How Windows Defender Works and Its Impact on Gaming

1 min read 0 views Updated 2026-04-27

Windows Defender is Windows' built-in antivirus. It is effective and mostly low-overhead for gaming — but game folders should be excluded.

What Is Windows Defender?

Windows Defender (Microsoft Defender Antivirus) is the built-in security solution included with every copy of Windows 10 and 11. It provides real-time protection against viruses, malware, ransomware, and other threats without any additional installation.

Real-Time Protection and Gaming

Real-time protection scans files as they are accessed. During normal computer use, this is fast and low-overhead. During gaming, issues can arise: Shader compilation: When a game compiles shaders and writes to disk, Defender scans each file as it is created. Games like Path of Exile or GTA V that compile many shaders can stutter during this process. Game folder scanning: Defender may scan game files during loading, adding a few milliseconds to load times. CPU spikes: Scheduled scans that start while gaming consume CPU resources.

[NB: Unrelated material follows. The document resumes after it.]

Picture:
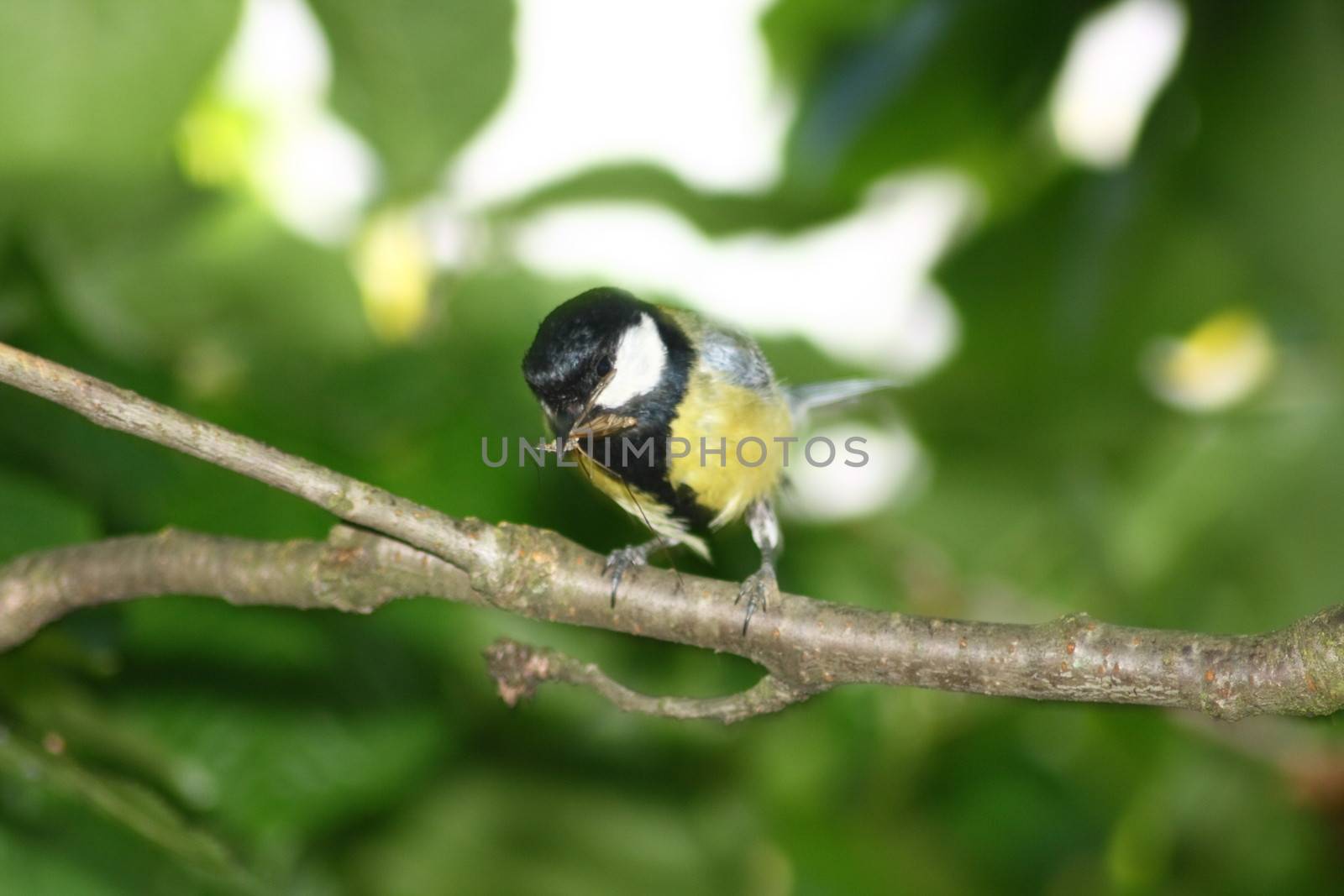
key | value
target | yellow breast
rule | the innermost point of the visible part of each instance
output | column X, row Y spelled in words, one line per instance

The Fix: Game Folder Exclusions

Add your games folder (e.g., C:Steamsteamapps) to Windows Defender's exclusion list: Windows Security > Virus & threat protection > Manage settings > Exclusions > Add or remove exclusions > Add folder This tells Defender to skip those folders during real-time scanning. Only do this for folders containing trusted games from legitimate stores.

Should You Replace Defender with Third-Party AV?

For most users, no. Independent testing consistently places Windows Defender in the top tier for malware detection. Third-party AV products often add more overhead than Defender while providing marginal additional protection for typical users. Never turn off Defender completely without a replacement.